Probably two of the things to try to avoid are the expulsion or suspension of the students since studies have shown that this is rarely an effective measure. In a recent study, for instance, youths who were suspended or expelled were three times more likely to come in contact with the juvenile justice system within a year.
Within the school, there are some that can produce a more positive effect on such students:
- Students can confer with counselors.
- If there is a school psychiatrist, students can meet with him/her.
- Social workers can be consulted.
- A parent conference can take place.
- If there is a Mentoring Program in the community, these adults can be called on to work with the students in question.

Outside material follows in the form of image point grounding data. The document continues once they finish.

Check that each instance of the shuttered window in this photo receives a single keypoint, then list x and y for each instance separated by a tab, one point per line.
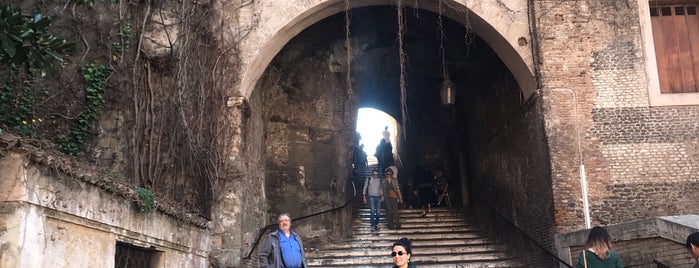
676	39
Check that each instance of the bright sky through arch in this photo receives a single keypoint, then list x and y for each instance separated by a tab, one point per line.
370	124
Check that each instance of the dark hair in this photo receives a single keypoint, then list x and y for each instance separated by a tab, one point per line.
598	239
405	243
693	239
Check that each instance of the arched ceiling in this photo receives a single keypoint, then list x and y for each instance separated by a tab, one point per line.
375	71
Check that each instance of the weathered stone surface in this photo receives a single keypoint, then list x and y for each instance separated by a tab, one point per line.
57	220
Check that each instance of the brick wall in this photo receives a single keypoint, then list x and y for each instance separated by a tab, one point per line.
642	252
641	161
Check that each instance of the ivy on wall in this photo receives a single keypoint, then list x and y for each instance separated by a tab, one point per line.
96	78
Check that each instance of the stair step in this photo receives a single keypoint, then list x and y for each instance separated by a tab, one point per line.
440	238
422	251
389	263
433	258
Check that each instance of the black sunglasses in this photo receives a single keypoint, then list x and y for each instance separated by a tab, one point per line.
400	253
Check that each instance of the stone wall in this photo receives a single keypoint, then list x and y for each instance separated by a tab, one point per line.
309	123
641	242
512	173
640	161
50	219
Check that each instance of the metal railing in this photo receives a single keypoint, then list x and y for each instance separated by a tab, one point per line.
660	264
264	229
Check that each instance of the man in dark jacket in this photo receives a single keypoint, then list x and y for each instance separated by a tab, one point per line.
283	248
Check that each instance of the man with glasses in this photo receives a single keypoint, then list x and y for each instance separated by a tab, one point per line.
374	188
283	248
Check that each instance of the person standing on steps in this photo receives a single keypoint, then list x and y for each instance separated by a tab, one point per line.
401	251
283	248
374	189
598	252
395	197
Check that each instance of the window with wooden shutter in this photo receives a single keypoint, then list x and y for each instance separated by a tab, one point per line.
675	29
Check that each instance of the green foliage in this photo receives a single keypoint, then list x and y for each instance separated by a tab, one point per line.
96	78
146	198
27	43
18	96
88	3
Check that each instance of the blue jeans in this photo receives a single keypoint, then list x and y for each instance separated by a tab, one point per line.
374	209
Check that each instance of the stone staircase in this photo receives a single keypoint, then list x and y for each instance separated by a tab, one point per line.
441	238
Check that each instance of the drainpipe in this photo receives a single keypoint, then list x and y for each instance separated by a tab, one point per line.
533	33
583	179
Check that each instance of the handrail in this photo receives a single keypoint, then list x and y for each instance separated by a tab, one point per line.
525	234
262	230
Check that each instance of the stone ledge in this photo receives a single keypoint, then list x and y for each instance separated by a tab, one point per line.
92	175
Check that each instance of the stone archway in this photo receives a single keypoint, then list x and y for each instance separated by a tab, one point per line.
504	25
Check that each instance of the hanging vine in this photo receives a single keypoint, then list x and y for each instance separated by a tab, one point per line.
402	59
348	45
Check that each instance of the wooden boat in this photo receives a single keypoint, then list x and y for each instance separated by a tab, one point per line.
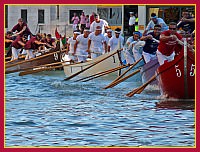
21	64
109	63
148	70
174	80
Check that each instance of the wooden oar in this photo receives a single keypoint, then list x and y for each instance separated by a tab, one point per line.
119	77
36	58
75	74
36	70
105	73
122	79
117	68
31	67
141	88
20	57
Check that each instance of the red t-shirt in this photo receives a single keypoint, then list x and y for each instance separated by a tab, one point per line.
91	19
167	47
31	44
18	28
15	43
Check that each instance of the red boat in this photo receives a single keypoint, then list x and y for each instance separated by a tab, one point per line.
174	80
148	70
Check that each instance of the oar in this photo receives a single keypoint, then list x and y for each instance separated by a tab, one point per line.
117	68
122	79
36	70
31	67
119	77
32	59
141	88
75	74
107	72
20	57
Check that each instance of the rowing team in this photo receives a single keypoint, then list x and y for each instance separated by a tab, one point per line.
29	46
153	45
163	46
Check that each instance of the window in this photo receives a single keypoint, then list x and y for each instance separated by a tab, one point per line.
24	15
71	14
57	11
6	16
41	16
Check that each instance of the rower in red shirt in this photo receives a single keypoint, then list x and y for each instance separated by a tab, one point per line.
33	44
21	28
17	45
168	43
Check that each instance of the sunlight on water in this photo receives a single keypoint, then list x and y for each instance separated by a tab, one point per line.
44	110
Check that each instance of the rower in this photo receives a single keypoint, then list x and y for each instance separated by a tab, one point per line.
8	42
21	28
33	44
81	45
116	41
95	43
70	45
150	47
17	45
50	42
168	43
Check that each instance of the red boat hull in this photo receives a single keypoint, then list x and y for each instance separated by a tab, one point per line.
171	77
148	70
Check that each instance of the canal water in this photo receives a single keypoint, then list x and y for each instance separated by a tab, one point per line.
44	110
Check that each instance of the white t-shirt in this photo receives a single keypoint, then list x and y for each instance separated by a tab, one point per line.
114	42
71	43
96	42
83	42
102	23
160	21
131	20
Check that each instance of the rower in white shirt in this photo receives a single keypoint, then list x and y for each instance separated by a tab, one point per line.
116	41
108	36
81	45
70	45
98	22
95	43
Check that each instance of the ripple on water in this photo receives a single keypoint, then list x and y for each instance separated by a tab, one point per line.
44	110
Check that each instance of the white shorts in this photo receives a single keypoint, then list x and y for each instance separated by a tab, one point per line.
162	58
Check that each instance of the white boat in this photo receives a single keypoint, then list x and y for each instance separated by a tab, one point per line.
111	62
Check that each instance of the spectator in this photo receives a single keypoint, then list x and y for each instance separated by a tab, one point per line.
155	20
131	23
136	22
186	23
92	18
95	43
75	20
87	21
98	22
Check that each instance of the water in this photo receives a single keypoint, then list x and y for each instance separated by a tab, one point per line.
44	110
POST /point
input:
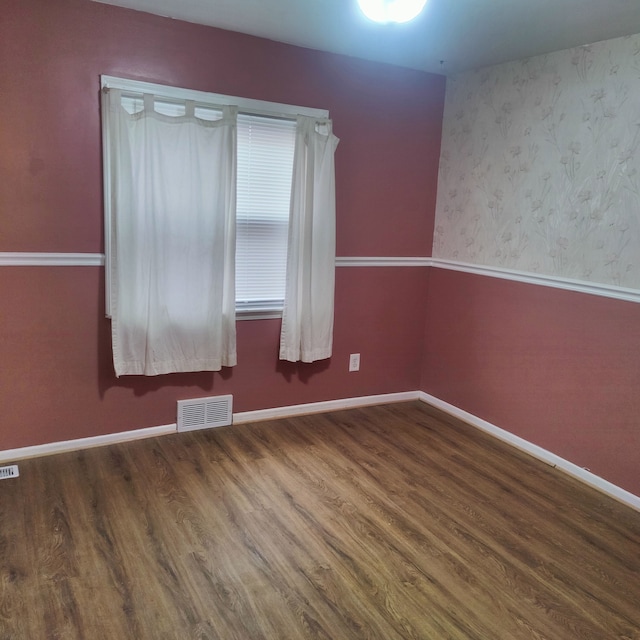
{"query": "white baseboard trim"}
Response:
(65, 446)
(244, 417)
(321, 407)
(534, 450)
(238, 418)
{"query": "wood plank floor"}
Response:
(388, 522)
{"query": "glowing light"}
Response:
(391, 10)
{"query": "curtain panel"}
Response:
(307, 318)
(172, 255)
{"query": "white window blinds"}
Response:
(265, 167)
(266, 141)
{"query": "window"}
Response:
(265, 149)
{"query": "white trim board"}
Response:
(567, 284)
(534, 450)
(33, 259)
(238, 418)
(22, 259)
(65, 446)
(334, 405)
(322, 407)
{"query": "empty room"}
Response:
(319, 319)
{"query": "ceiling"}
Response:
(449, 36)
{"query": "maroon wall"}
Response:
(559, 369)
(56, 375)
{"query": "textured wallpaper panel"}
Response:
(540, 165)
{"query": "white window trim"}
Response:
(247, 106)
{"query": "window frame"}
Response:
(246, 106)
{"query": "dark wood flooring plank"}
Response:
(388, 522)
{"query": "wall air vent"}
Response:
(10, 471)
(204, 413)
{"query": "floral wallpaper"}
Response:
(540, 165)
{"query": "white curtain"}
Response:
(307, 319)
(173, 190)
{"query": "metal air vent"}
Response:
(205, 413)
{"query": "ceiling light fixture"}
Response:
(391, 10)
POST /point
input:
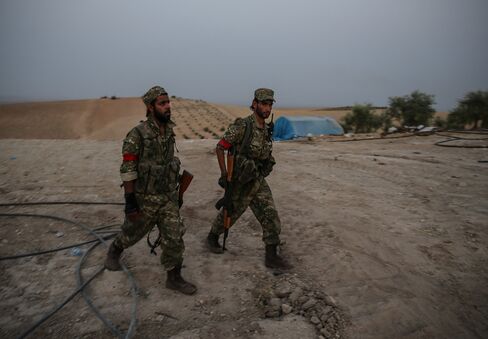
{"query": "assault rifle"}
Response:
(226, 201)
(185, 181)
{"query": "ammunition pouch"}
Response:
(158, 179)
(245, 169)
(266, 166)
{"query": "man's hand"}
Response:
(131, 208)
(223, 180)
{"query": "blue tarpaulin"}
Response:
(287, 127)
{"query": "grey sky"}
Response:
(312, 52)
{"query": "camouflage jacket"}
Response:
(149, 158)
(257, 160)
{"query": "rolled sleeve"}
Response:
(129, 176)
(130, 156)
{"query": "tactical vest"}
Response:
(253, 158)
(158, 169)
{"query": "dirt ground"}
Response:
(388, 239)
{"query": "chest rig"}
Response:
(158, 168)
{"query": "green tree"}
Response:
(362, 119)
(412, 110)
(471, 110)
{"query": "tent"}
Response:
(287, 127)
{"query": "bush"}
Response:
(471, 110)
(412, 110)
(362, 119)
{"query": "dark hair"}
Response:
(250, 107)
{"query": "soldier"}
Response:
(150, 175)
(251, 141)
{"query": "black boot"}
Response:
(213, 243)
(176, 282)
(273, 260)
(112, 261)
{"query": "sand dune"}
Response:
(105, 119)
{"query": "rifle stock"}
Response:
(185, 181)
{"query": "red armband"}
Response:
(130, 157)
(224, 144)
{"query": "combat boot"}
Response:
(213, 243)
(176, 282)
(112, 262)
(273, 260)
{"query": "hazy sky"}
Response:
(312, 52)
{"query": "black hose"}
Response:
(60, 306)
(79, 282)
(55, 249)
(81, 285)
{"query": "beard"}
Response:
(164, 117)
(262, 114)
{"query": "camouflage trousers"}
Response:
(163, 212)
(258, 196)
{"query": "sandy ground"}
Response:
(388, 239)
(105, 119)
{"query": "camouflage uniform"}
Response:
(157, 172)
(250, 187)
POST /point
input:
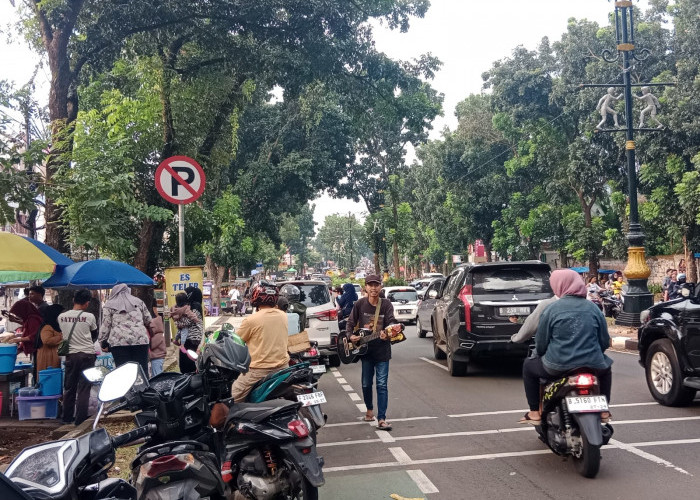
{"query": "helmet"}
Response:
(263, 294)
(292, 293)
(229, 352)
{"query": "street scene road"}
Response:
(459, 438)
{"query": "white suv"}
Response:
(405, 302)
(321, 313)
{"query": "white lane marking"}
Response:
(363, 409)
(424, 484)
(359, 441)
(435, 363)
(523, 428)
(401, 456)
(505, 412)
(648, 456)
(384, 436)
(345, 423)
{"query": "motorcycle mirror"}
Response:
(95, 374)
(118, 382)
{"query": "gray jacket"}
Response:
(529, 328)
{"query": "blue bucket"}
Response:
(51, 381)
(8, 356)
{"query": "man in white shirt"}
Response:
(79, 328)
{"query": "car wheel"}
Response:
(437, 352)
(664, 377)
(455, 368)
(419, 327)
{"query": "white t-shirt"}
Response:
(81, 341)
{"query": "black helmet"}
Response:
(229, 352)
(291, 292)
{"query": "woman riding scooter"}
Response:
(572, 333)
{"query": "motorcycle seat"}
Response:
(257, 412)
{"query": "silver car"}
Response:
(321, 313)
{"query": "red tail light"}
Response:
(465, 295)
(298, 428)
(331, 315)
(226, 471)
(583, 380)
(167, 463)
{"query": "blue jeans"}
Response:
(369, 367)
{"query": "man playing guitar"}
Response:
(374, 313)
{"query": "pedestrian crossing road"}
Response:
(458, 437)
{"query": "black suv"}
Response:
(472, 315)
(669, 348)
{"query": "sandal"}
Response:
(531, 421)
(384, 425)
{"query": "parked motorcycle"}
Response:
(77, 468)
(612, 305)
(571, 419)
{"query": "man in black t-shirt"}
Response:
(376, 360)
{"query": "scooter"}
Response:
(571, 419)
(77, 468)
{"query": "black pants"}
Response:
(125, 353)
(533, 371)
(76, 384)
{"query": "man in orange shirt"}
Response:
(265, 333)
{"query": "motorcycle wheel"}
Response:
(588, 463)
(306, 490)
(421, 330)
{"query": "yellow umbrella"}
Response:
(25, 259)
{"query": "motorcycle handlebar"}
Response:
(114, 409)
(128, 437)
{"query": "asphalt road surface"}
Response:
(457, 438)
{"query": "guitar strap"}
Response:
(376, 316)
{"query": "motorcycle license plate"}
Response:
(582, 404)
(513, 311)
(314, 398)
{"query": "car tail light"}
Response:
(298, 428)
(330, 315)
(167, 463)
(583, 380)
(465, 295)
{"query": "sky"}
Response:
(466, 35)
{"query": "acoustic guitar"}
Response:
(349, 351)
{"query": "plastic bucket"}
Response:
(8, 356)
(51, 381)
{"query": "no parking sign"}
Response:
(180, 180)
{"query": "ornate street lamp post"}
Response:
(637, 272)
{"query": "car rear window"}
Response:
(314, 295)
(510, 280)
(402, 295)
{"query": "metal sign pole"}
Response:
(181, 232)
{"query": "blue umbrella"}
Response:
(97, 274)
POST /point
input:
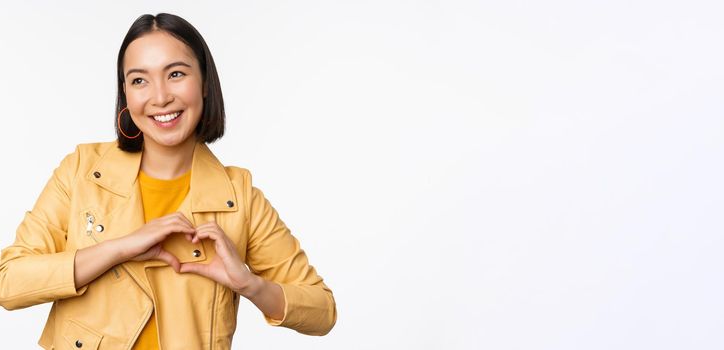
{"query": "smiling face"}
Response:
(164, 89)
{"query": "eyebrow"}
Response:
(168, 66)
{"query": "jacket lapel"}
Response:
(210, 191)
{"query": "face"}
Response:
(164, 89)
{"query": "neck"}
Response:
(164, 162)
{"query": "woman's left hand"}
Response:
(226, 267)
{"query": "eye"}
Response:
(176, 74)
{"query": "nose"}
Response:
(161, 95)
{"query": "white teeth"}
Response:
(166, 117)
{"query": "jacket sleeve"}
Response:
(36, 268)
(274, 254)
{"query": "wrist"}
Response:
(253, 288)
(119, 253)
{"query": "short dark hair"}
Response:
(211, 124)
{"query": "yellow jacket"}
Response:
(93, 196)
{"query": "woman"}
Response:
(144, 242)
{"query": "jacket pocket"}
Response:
(79, 336)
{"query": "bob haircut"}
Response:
(211, 125)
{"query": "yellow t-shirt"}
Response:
(160, 197)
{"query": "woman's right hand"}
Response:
(145, 243)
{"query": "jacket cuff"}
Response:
(308, 309)
(275, 322)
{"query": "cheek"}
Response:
(135, 102)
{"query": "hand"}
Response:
(226, 267)
(145, 243)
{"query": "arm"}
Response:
(37, 268)
(276, 256)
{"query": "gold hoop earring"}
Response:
(121, 129)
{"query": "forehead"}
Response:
(155, 50)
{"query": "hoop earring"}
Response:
(121, 129)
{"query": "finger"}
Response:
(184, 218)
(181, 228)
(207, 224)
(199, 269)
(205, 233)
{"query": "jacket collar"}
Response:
(210, 188)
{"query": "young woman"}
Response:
(144, 242)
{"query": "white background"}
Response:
(464, 175)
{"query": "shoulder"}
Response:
(85, 155)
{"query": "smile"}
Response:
(165, 118)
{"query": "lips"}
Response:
(166, 117)
(167, 120)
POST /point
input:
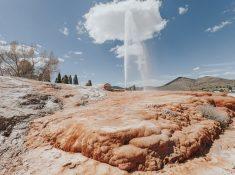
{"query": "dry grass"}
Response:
(212, 113)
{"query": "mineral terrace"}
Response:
(64, 129)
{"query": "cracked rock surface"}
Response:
(64, 129)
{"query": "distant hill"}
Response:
(205, 83)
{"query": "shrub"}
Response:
(212, 113)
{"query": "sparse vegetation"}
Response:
(22, 61)
(89, 83)
(212, 113)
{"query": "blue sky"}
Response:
(198, 39)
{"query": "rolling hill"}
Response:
(205, 83)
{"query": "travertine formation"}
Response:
(93, 132)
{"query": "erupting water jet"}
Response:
(135, 54)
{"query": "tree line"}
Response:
(24, 61)
(69, 80)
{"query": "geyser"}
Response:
(135, 56)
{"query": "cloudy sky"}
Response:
(192, 38)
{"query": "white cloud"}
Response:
(2, 42)
(77, 53)
(105, 21)
(64, 31)
(218, 27)
(61, 60)
(196, 68)
(183, 10)
(80, 29)
(72, 54)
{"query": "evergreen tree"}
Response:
(65, 79)
(75, 80)
(59, 78)
(89, 83)
(70, 79)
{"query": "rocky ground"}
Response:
(64, 129)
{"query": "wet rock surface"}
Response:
(64, 129)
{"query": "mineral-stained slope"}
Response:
(127, 133)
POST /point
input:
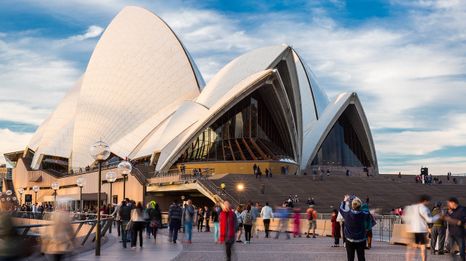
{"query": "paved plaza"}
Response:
(203, 249)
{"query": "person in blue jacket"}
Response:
(356, 221)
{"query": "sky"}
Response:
(405, 59)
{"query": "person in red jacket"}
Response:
(227, 228)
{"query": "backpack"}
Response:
(248, 218)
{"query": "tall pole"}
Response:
(81, 199)
(97, 231)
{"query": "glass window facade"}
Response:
(248, 131)
(342, 146)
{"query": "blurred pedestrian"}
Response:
(200, 219)
(238, 212)
(355, 227)
(228, 223)
(312, 220)
(438, 231)
(456, 218)
(207, 214)
(188, 218)
(296, 222)
(58, 238)
(155, 218)
(125, 216)
(336, 229)
(417, 217)
(174, 218)
(266, 214)
(282, 213)
(138, 223)
(246, 216)
(215, 220)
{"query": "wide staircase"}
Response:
(384, 191)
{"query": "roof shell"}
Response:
(138, 68)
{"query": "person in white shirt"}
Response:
(417, 217)
(266, 214)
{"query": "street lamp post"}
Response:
(35, 189)
(110, 177)
(80, 183)
(100, 151)
(125, 168)
(20, 191)
(55, 187)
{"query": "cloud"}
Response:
(407, 68)
(12, 141)
(92, 32)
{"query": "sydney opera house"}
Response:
(144, 96)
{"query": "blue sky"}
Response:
(406, 60)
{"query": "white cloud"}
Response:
(92, 32)
(12, 141)
(399, 66)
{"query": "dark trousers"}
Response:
(247, 232)
(138, 227)
(200, 224)
(124, 232)
(438, 233)
(175, 225)
(266, 227)
(357, 247)
(207, 228)
(228, 249)
(458, 240)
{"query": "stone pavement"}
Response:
(204, 249)
(113, 251)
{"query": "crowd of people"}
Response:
(352, 224)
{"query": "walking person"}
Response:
(417, 216)
(138, 224)
(228, 223)
(238, 212)
(174, 218)
(438, 231)
(296, 222)
(188, 218)
(336, 229)
(207, 218)
(58, 239)
(255, 211)
(282, 213)
(246, 216)
(215, 220)
(200, 219)
(355, 227)
(155, 218)
(312, 220)
(266, 214)
(456, 218)
(125, 216)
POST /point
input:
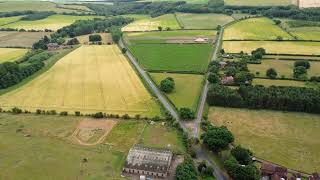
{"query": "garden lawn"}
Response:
(49, 152)
(11, 54)
(286, 138)
(255, 29)
(160, 136)
(185, 94)
(53, 22)
(258, 2)
(202, 21)
(276, 82)
(151, 24)
(273, 47)
(283, 68)
(173, 57)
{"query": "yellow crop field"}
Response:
(11, 54)
(90, 79)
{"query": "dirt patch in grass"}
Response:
(92, 132)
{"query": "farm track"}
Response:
(202, 154)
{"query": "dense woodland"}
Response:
(259, 97)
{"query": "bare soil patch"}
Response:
(92, 132)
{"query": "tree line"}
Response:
(12, 73)
(298, 99)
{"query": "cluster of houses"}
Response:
(273, 172)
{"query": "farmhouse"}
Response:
(148, 161)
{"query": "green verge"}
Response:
(49, 63)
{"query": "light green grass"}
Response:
(11, 54)
(185, 94)
(255, 29)
(49, 152)
(275, 82)
(173, 57)
(53, 22)
(202, 21)
(286, 138)
(283, 68)
(9, 6)
(161, 136)
(258, 2)
(151, 24)
(273, 47)
(7, 20)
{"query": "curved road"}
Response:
(201, 154)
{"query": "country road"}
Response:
(203, 98)
(201, 154)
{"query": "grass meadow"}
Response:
(258, 2)
(151, 24)
(283, 68)
(202, 21)
(11, 54)
(286, 138)
(277, 82)
(273, 47)
(7, 20)
(255, 29)
(173, 57)
(20, 39)
(9, 6)
(50, 151)
(90, 79)
(185, 94)
(53, 22)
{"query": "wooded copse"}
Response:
(259, 97)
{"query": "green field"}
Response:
(90, 79)
(283, 68)
(53, 22)
(50, 151)
(169, 138)
(151, 24)
(165, 36)
(173, 57)
(255, 29)
(286, 138)
(9, 6)
(273, 47)
(11, 54)
(258, 2)
(20, 39)
(202, 21)
(7, 20)
(276, 82)
(185, 94)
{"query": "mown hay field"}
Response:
(9, 6)
(49, 151)
(11, 54)
(90, 79)
(277, 82)
(7, 20)
(20, 39)
(258, 2)
(173, 57)
(255, 29)
(152, 24)
(202, 21)
(283, 68)
(53, 22)
(273, 47)
(286, 138)
(185, 93)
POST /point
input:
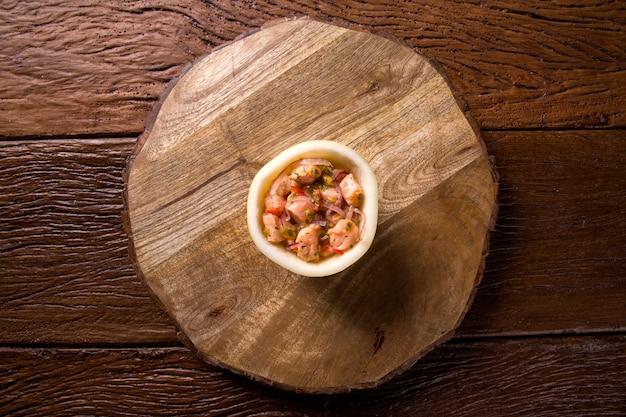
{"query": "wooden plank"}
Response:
(559, 235)
(544, 376)
(66, 274)
(556, 262)
(85, 67)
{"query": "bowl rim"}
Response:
(338, 154)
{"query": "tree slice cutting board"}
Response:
(233, 111)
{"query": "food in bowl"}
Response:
(313, 209)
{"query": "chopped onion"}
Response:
(315, 161)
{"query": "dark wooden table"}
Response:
(546, 83)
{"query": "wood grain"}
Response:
(64, 266)
(555, 187)
(559, 233)
(570, 376)
(90, 68)
(229, 115)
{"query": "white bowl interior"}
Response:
(341, 156)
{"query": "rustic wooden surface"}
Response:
(546, 333)
(234, 111)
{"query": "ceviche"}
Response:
(314, 210)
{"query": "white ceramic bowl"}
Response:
(338, 154)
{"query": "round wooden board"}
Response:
(234, 110)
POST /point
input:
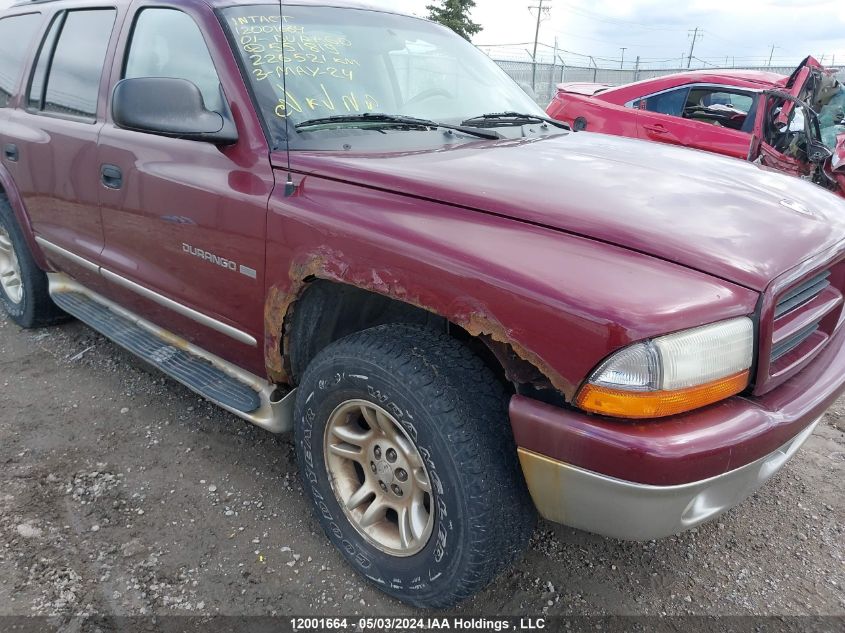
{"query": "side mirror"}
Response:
(818, 152)
(169, 107)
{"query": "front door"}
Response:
(185, 221)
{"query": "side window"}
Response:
(720, 107)
(168, 43)
(75, 63)
(16, 34)
(671, 102)
(35, 98)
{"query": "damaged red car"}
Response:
(792, 124)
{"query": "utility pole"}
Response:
(695, 37)
(540, 11)
(771, 55)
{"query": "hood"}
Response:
(722, 216)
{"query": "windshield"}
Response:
(329, 61)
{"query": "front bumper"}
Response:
(643, 479)
(632, 511)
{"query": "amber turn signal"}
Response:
(657, 404)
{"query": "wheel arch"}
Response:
(9, 191)
(324, 308)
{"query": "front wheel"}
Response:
(23, 286)
(406, 451)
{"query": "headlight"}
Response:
(672, 374)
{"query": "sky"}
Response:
(740, 32)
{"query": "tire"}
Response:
(449, 408)
(23, 287)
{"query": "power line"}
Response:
(540, 11)
(695, 37)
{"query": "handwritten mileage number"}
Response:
(276, 48)
(319, 624)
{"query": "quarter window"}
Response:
(76, 67)
(16, 34)
(168, 43)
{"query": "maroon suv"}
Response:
(352, 224)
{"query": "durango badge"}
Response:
(216, 259)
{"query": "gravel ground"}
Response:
(122, 493)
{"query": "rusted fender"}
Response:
(561, 302)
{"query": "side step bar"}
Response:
(221, 382)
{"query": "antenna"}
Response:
(290, 186)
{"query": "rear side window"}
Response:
(16, 34)
(75, 63)
(36, 86)
(168, 43)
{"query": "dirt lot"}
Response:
(122, 493)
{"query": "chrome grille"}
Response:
(802, 294)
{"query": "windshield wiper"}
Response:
(495, 119)
(390, 120)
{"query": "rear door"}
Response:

- The Federal Supportive School Initiative program provides help to schools. It offers, among other services,
(1) actions to advance state and local efforts to improve school climate and school discipline, and (2) a directory of the federal technical assistance, as well as other resources that relate to school climate and discipline.
According to Robert L. Listenbee, Administrator of the Office of Juvenile Justice and Delinquency Prevention,
The vast majority of children in our juvenile justice system have a previous history of exposure to violence and trauma.
Therefore, measures to alleviate or remove such exposure need to be in force. Such measures, according to Listenbee "involve identification, specialized services, evidence-based treatment, and proper care and support." Returning the children to the environment of violence and trauma is harmful; this is why suspension can produce the effects that are so negative. Intervention is a better solution.